Изменить размер шрифта - +
У рыжеватого веснушчатого Василия, лет девятнадцати от роду, обнаружилась редкая для сельского парня страсть к чтению. Деньги, пусть и скромные, он имел с лука, с яиц же предпочитал иметь более ценный навар. Сосед Василия по самодельному хлипкому прилавку, косивший под инвалида престарелый уркаган, торгующий из-под полы краденым, издалека завидев знакомые пальто и шляпу Федора Ивановича, грубо толкал парня в бок:

 – Вон, опять идет этот твой книжник, смотри, допрыгаисси, посодют и его и тебя в одну камеру – вот уж где хором начитаетесь.

 – Отлепись, короста, – неуважительно обрывал его Василий.

 Он откровенно брезговал уркой. Парню мечталось поговорить с приближающимся к нему красивым, представительным знакомцем о чем-то умном и возвышенном, но он не знал, как и с чего начать.

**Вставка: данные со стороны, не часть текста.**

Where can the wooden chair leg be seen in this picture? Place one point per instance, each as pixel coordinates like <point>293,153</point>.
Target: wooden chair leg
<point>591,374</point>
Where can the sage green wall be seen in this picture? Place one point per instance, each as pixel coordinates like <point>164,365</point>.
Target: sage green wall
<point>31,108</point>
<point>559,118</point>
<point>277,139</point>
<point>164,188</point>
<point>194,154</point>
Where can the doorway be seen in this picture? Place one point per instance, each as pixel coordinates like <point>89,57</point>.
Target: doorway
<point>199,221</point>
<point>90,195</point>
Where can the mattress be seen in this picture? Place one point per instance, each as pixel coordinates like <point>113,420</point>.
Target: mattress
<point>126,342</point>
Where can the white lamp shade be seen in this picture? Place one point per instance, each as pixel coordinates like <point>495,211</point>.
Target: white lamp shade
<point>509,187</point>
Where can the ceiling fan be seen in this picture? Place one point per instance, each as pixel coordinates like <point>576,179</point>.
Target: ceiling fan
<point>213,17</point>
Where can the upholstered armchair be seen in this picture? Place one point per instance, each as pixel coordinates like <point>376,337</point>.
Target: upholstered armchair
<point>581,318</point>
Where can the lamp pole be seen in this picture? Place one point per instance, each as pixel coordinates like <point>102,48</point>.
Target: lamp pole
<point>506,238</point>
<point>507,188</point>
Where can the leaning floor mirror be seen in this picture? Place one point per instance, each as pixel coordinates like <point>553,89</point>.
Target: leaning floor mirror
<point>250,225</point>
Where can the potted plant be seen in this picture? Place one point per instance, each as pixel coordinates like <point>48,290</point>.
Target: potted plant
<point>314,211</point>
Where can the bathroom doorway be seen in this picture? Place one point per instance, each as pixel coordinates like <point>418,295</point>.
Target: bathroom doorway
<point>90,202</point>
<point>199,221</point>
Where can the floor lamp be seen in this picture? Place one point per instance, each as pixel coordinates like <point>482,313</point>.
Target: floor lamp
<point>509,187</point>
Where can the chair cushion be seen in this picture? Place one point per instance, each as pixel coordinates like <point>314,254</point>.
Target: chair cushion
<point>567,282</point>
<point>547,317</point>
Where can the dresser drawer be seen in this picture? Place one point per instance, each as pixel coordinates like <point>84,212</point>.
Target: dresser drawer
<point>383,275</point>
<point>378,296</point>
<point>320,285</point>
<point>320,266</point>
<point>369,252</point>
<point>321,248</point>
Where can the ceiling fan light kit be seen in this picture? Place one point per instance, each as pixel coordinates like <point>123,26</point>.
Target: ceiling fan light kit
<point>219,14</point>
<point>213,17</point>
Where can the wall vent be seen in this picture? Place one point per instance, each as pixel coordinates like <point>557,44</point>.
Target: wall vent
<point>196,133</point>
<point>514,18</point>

 – Только вот батя дюже меня ругает, – смущенно ронял Василий, бережно пряча книги за пазуху. – Говорит, лучше б керосину побольше привез, черт масластый, только почем зря добро, мол, из-под кур переводишь. Он-то с войны контуженый вернулся, да еще без правой руки – может, от этого. Раньше-то он любил читать, все газеты читал, а щас ничего не читает, лежит только. Матка все плачет. А я дела по хозяйству попеределаю и ухожу к ночи в сарай, чтоб не злить их, – там с керосинкой и читаю. – И Василий, в ожидании поддерживающего, приободряющего слова, протягивал своему просветителю драгоценные яйца, аккуратно уложенные в прихваченную доктором из дома небольшую корзинку, заправленную мягкой фланелевой тканью.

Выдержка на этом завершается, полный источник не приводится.